For First Time, Countries’ Pledges Could Put Warming Under Two Degrees

Climate
giant solar powered light poem

Sunset behind the 'Grace of the Sun' a giant solar powered light poem at the Sustainable Glasgow Landing Hub alongside the Glasgow COP26 campus on November 4, 2021. Jane Barlow / PA Images / Getty Images

For the first time ever, short and longer term commitments from world leaders could put the world on track for less than two degrees Celsius of warming.

The findings are the result of a snap analysis from Climate Resource, which found that major new announcements in the first week of the COP26 climate conference in Glasgow would limit global warming to 1.9 degrees Celsius above pre-industrial levels.

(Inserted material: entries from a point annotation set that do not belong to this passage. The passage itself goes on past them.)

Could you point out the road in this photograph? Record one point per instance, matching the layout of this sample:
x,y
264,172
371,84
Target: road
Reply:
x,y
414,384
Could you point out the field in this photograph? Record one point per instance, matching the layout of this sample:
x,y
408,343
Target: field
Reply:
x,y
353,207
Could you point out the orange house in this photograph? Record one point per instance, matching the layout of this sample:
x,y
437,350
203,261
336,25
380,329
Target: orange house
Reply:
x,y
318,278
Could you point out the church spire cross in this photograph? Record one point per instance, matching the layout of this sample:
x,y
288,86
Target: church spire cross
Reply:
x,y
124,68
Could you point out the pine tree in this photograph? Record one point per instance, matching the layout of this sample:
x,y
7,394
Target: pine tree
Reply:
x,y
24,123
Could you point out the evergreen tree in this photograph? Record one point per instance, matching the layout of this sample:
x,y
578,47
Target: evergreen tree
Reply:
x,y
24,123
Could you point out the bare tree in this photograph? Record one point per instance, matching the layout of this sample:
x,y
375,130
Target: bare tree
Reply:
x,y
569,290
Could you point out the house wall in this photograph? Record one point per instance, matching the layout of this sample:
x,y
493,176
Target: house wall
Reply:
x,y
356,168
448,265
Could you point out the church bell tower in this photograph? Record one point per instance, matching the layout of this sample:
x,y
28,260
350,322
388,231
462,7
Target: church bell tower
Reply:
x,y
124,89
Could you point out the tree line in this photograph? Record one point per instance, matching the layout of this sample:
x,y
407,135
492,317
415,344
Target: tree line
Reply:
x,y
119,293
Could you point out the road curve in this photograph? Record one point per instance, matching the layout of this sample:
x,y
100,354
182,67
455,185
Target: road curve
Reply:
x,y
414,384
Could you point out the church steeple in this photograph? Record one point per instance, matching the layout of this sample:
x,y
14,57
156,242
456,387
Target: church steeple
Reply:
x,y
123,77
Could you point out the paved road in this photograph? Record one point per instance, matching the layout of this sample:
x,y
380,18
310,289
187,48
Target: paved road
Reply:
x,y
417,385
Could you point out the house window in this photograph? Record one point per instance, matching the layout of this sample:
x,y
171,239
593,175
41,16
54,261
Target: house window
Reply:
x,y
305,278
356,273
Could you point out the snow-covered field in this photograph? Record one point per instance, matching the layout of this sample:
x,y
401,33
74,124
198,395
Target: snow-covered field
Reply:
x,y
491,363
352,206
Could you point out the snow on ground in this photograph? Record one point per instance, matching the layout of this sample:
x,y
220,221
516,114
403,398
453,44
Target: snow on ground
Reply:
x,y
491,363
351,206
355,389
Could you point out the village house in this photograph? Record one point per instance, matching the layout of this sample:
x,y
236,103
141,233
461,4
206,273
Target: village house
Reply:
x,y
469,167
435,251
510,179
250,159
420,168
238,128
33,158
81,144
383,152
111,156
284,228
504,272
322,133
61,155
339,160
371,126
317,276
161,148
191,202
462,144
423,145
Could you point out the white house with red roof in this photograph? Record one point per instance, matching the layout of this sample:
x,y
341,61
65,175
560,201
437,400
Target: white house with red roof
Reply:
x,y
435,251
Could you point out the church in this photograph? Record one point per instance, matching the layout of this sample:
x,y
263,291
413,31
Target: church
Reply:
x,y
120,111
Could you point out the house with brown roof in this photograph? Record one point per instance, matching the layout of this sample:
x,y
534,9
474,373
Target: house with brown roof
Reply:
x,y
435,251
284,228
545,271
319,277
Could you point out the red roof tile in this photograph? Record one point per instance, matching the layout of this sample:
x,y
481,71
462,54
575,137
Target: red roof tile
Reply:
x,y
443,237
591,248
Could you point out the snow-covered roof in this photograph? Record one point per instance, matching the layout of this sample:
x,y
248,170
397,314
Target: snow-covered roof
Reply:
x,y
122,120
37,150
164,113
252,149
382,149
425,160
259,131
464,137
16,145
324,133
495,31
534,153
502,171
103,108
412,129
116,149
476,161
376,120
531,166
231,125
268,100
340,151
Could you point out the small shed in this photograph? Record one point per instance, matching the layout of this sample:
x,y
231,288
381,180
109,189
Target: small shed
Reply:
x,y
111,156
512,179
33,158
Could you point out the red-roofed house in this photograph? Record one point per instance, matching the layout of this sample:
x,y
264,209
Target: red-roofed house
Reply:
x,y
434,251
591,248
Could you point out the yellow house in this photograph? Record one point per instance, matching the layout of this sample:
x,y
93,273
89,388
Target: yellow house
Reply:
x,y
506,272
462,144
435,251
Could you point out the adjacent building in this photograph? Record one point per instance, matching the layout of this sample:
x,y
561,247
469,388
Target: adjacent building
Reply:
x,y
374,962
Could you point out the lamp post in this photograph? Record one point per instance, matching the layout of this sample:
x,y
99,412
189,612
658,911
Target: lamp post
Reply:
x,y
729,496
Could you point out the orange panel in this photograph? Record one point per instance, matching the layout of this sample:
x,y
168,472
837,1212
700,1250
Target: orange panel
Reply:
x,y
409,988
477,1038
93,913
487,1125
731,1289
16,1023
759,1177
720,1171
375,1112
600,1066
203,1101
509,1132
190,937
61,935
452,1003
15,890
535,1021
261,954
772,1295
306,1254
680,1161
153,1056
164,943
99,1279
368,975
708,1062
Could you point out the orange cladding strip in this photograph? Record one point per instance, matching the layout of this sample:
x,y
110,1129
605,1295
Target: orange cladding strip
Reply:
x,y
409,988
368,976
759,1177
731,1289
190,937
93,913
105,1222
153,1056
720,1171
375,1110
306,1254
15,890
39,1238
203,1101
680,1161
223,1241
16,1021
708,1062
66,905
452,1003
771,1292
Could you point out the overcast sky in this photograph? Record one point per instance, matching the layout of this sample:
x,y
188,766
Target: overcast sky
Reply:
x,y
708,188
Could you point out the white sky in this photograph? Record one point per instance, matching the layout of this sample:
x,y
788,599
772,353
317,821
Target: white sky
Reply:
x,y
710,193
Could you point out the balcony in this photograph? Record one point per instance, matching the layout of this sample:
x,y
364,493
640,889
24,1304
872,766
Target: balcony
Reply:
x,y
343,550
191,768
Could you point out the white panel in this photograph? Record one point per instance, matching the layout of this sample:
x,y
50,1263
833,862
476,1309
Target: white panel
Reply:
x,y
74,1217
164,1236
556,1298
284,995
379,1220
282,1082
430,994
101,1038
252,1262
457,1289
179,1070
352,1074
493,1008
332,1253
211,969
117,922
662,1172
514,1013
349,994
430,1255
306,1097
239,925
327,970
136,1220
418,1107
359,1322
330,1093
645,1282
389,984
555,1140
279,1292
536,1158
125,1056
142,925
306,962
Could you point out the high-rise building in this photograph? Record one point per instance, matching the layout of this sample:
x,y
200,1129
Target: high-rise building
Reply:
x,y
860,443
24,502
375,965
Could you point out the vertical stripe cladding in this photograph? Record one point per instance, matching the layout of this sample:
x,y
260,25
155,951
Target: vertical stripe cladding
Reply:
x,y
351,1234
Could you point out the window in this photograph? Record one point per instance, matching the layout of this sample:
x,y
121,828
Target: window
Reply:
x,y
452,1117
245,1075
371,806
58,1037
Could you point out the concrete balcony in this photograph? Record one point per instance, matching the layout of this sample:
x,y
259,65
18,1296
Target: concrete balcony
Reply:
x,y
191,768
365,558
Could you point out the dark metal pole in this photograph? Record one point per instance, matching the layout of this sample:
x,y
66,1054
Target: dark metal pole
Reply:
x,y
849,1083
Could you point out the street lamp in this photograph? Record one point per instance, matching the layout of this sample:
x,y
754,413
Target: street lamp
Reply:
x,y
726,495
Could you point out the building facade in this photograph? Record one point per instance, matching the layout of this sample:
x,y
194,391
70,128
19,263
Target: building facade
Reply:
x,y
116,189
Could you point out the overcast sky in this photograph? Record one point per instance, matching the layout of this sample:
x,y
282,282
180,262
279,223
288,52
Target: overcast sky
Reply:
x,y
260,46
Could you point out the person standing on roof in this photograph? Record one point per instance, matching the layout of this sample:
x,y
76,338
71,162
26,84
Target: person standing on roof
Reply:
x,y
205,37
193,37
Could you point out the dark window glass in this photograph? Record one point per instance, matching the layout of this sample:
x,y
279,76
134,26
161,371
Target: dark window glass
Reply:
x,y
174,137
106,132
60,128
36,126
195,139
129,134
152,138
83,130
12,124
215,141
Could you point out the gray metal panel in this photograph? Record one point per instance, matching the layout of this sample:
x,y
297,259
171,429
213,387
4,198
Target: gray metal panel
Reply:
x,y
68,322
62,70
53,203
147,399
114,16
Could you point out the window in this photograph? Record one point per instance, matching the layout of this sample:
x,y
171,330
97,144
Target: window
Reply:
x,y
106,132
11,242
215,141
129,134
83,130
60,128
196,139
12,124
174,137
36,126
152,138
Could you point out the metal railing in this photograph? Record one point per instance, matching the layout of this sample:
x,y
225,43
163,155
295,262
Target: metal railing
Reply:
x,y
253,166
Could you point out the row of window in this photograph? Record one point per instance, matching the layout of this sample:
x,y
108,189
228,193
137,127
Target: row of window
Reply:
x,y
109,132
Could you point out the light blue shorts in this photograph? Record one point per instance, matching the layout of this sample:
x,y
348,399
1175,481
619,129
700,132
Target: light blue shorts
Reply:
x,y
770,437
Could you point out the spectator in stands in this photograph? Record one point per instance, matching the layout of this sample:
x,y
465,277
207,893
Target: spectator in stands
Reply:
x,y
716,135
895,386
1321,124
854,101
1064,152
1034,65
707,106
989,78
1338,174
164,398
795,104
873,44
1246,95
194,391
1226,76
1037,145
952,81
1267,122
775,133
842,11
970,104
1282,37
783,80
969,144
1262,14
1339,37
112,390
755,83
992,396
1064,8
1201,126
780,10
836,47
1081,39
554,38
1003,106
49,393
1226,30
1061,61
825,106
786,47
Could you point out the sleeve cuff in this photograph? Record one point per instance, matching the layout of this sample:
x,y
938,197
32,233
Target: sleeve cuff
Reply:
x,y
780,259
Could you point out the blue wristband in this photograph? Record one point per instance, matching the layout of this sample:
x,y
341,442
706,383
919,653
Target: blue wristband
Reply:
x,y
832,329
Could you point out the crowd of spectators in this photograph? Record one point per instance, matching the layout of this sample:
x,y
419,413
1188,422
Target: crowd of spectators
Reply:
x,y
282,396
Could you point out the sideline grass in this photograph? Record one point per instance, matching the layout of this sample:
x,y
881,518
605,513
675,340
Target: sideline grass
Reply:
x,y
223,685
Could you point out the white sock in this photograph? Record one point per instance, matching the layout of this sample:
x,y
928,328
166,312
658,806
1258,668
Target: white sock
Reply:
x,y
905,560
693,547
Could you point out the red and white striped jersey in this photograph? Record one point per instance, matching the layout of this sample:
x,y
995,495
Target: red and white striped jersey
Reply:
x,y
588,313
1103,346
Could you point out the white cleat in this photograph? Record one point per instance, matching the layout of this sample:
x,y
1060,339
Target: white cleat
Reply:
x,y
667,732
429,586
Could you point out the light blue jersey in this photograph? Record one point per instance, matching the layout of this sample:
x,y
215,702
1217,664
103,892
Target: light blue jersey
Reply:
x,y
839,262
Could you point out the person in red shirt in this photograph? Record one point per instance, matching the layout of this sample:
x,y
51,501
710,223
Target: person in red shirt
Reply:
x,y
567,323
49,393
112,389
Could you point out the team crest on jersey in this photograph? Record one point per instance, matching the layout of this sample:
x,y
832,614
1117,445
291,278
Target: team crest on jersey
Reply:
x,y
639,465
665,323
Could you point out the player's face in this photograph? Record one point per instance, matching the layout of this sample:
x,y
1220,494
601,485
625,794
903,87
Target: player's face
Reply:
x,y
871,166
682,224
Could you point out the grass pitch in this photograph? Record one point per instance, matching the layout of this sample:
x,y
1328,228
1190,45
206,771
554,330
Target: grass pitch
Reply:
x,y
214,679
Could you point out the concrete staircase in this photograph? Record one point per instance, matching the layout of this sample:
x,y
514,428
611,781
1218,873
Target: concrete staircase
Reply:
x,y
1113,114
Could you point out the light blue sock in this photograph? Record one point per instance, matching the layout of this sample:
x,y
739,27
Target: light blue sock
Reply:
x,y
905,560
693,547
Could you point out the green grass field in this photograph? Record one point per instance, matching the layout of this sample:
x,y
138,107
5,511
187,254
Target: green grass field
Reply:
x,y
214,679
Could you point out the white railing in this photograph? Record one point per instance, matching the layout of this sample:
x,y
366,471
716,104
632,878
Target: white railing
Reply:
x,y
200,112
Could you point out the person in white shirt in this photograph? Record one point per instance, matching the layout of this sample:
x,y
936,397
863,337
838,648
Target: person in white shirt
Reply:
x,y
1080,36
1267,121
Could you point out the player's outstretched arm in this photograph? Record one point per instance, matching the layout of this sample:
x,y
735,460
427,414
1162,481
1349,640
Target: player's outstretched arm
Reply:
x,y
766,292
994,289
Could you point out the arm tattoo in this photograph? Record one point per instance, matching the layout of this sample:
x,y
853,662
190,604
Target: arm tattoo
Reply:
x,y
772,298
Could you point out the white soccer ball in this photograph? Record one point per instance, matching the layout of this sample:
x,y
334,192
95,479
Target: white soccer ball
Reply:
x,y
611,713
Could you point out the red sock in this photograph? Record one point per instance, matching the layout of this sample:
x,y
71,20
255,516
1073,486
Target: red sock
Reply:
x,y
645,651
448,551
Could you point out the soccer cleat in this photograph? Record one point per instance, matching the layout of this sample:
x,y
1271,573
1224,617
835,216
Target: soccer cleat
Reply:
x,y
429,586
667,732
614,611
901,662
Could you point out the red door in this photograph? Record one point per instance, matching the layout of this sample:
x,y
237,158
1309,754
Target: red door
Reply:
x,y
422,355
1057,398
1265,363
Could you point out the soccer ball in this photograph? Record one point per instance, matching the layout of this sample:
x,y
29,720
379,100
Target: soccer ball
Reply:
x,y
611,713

“For the first time in history, the aggregate effect of the combined pledges by 194 countries might bring the world to below 2°C warming with more than a 50% chance,” the report authors wrote.

This prognosis is much better than the UN Emissions Gap report released ahead of the Glasgow talks. This report found that the nationally determined contributions (NDCs) announced by nations at the time would put the world on track for 2.7 degrees Celsius of warming by 2100. That number fell to 2.2 degrees Celsius of warming if net-zero pledges were taken into account.

The difference between the UN’s estimate of 2.7 degrees and the Climate Resource analysis comes down to two major factors, the organization said.

  1. Their analysis includes the longer-term, net-zero goals.
  2. It includes new NDCs from China and a few other countries, as well as India’s pledge to reach net zero emissions by 2070.

However, the report only estimates what could happen if countries actually do what they say they will.

“The huge, huge ‘if’ here is if countries’ [climate pledges] are met, if they are implemented with actual domestic policies,” Professor Malte Meinshausen of the University of Melbourne and the Intergovernmental Panel on Climate Change (IPCC), who helped write the analysis, told The Independent.

The other major caveat is that the pledges that would limit warming to 1.9 degrees have deadlines decades from now.

“Any progress is welcome but we need extreme caution about declaring success on the basis of vague and often vacuous net zero targets three or more decades hence,” Ed Miliband, the shadow business secretary for the UK’s Labour Party, told The Guardian. “For example Australia has a 2050 net zero target but its 2030 plans are in line with 4 degrees of warming.”

Reducing emissions this decade is also crucial for limiting warming further to 1.5 degrees Celsius above pre-industrial levels, something the IPCC warns is essential to protect coral reefs and low-lying islands, and keep hundreds of millions of people out of poverty. To reach this target, emissions must fall to 45 percent of 2010 levels by 2030.

“The combined pledges of countries, both the conditional ones, and certainly the unconditional ones, are not yet sufficient to halt warming at around 1.5°C. Using probabilistic projections, the exceedance probability for 1.5°C is still around 90%, meaning wide scale increases of extreme climate events and the demise of the coral reefs, unless the pace of transition to net-zero emissions continues to accelerate rapidly,” the report authors wrote.